Jasper’s Restaurant: After 60 years, Mother knows best

  • Josephine Mirabile surrounded by her four sons, from left, Salvatore, Jasper Jr., James, and Leonard.

Several beloved Kansas City restaurants are celebrating anniversaries this year: The American turns 40 and the family-owned Northland restaurant, Cascone’s, turns 60. Another family-owned operation – Jasper’s Restaurant – celebrated its 60th anniversary this month and continues to offer a special menu of six dishes (through April 30), some dating back to the original restaurant that the late restaurateur Jasper Mirabile Sr. opened in 1954 at 405 West 75th Street.

A fixture of Kansas City’s restaurant community since the days when 75th Street was considered the very southern end of the city (the streetcars turned around at 75th Street and Wornall), Jasper’s has had at least three distinct incarnations over six decades: the original modest Italian restaurant that served Southern Italian cuisine, fried chicken and grilled steaks (and a hot roast-beef sandwich and mashed potatoes for 60 cents) in the former Rose’s Bar; the upscale, glamorous restaurant with tableside service and waiters in tuxedos from 1966 to 1997; and the current more casual trattoria at 1201 West 103rd Street.

The restaurant’s namesake, a scrappy and ambitious young graduate of De LaSalle Academy and a college football player at St. Mary’s College in California, had married his girlfriend, Josephine Cropisi, a 23-year-old grocer’s daughter from Kansas City’s Northeast, the year before he purchased the tiny restaurant; the first of their four sons, Leonard, was born several months after he started running the business.

Josephine Mirabile worked at the restaurant with her husband only for a short time. The first time that one of the male customers started flirting with the pretty young mother, Jasper Mirabile made a decision: Josephine would stay home; she continued, however, to make desserts for the restaurant – including the strawberry cake that is still a signature item six decades later – for many years.

It wasn’t an easy life for Josephine Mirabile, raising four rambunctious sons – Leonard, Salvatore, James and Jasper – mostly on her own. “My husband was always working,” she says. “He had a dream for that restaurant and great determination. I was at home in the Northeast with no car and, at that time, two babies. When my husband asked if I was willing to move to south Kansas City to be closer to our restaurant, I was more than ready!”

“Dad was rarely home,” Jasper Jr. says. “We had dinner together every Sunday when the restaurant closed.”

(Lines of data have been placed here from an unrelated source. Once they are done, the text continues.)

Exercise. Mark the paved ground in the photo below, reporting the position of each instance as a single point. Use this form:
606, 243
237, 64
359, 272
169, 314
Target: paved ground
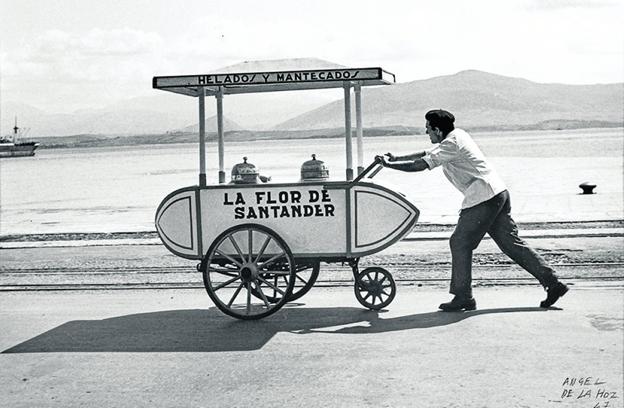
164, 348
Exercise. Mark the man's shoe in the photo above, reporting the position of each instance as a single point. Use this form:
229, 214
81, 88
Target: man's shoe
553, 293
458, 304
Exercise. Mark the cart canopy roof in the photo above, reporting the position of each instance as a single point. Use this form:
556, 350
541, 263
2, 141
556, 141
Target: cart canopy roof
273, 75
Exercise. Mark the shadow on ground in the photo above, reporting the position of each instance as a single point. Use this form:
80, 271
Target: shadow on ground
211, 331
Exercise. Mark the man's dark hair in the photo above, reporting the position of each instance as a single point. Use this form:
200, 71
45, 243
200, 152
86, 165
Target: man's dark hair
441, 119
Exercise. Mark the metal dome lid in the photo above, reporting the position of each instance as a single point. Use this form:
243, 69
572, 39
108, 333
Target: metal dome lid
244, 172
314, 169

An uncompromising perfectionist, Jasper Mirabile Sr. took a gamble when he turned his small family restaurant into the city’s first elegant Italian restaurant in 1966. (He was inspired by legendary New York restaurateur Siro Maccione’s Le Cirque.) “Everyone told him that he couldn’t make it,” Leonard Mirabile says. “That no one would want dishes like risotto or cannelloni Cappricio. He was told that Kansas Citians would resist the rule to wear jackets in the dining room. Everyone had negative advice, but my father followed his own vision.”

All of the Mirabile boys were working in the restaurant by the time they were old enough to slice bread. They later worked in all facets of the restaurant, from kitchen crew to busboys and servers. A half-century later, Leonard Mirabile still oversees the front of the house, and his son, Jasper Mirabile III, runs the kitchen with Jasper Mirabile Jr., the award-winning chef, author and KCMO radio personality. Salvatore Mirabile is a defense attorney, James Mirabile is a physician.

Josephine Mirabile, a cancer survivor and grandmother of six, great-grandmother of six, still possesses a sharp wit and a terrific clarity of the demands of the restaurant business.

“It’s a hard business but very rewarding,” she says. “My husband and I were able to raise a family, to travel, to meet many interesting people. We were busy all of our lives – being busy keeps you young, I think. But in the long run, it was worth it. I sometimes wonder if I’d do it all again if I had the chance, and you know, I really think I would!”